As of 2012, a CIT rate of 5 percent shall apply to the entities the average listed number of employees of which does not exceed 10 persons and the income of the taxable period does not exceed Litas 1 million (previously, Litas 500 thousand) (limitations shall apply).

Corporate income tax shall not be recalculated in a case of reorganisation or transfer when the non-current assets, in relation to which the investment project was performed, has been used in the activities of the entity for less than 3 years

When the non-current assets, in relation to which the investment project was performed, have been used in the activities of the entity for less than 3 years, due to the fact that in cases of reorganisation or transfer such assets are being transferred to the acquiring entity, then CIT shall not be recalculated. However, the acquiring entity shall use the non-current assets, that have been taken over, until a 3 year period since the first use of the acquired asset in the transferring entity laps. The acquiring entity, which has taken over the non-current assets during the reorganisation or transfer of business (certain limitations appy), or due to the requirements of other legal acts, may continue to reduce the taxable income the same way it would have been reduced by the entity which transferred the assets and lost an opportunity of the taxable income reduction.

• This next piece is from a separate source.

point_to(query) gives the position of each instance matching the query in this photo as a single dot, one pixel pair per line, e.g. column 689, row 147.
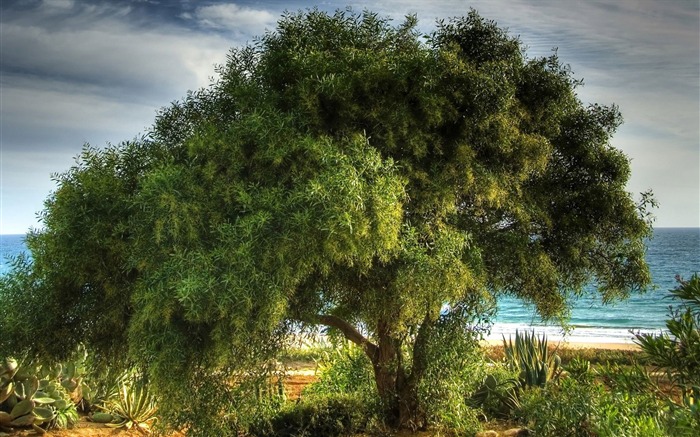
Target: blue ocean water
column 671, row 252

These provisions shall apply when calculating CIT for 2011 and subsequent tax periods.

A possibility to establish data storing and processing centres and aircraft technical maintenance centres in a free economic zone has been provided

The entities which carry out their activities in a free economic zone (FEZ) and the capital investments of which reached at least EUR 1 million are entitled to a CIT relief:

    • A 0 percent CIT rate shall apply for 6 tax periods;
    • A CIT rate reduced by 50 percent shall apply to other 10 taxable periods,

in case where not less than 75% of the income earned in the taxable period is income from certain activities performed in the FEZ.

As of 2012, the list of activities was supplemented with the following:

    • manufacturing of aircraft, spacecraft and related production, maintenance and repair of aircraft and spacecraft, activities related to the maintenance and repair of the aircraft and spacecraft (electronic and optical equipment repair, technical testing and analysis),
    • computer programming activities, computer consulting activities, computer hardware management, other information technology and computer services activities, data processing, web servers (hosting) and related activities of call centre operations.

Furthermore, as of the beginning of 2012, free economic zones will start operating in Šiauliai, Marijampolė and Akmenė.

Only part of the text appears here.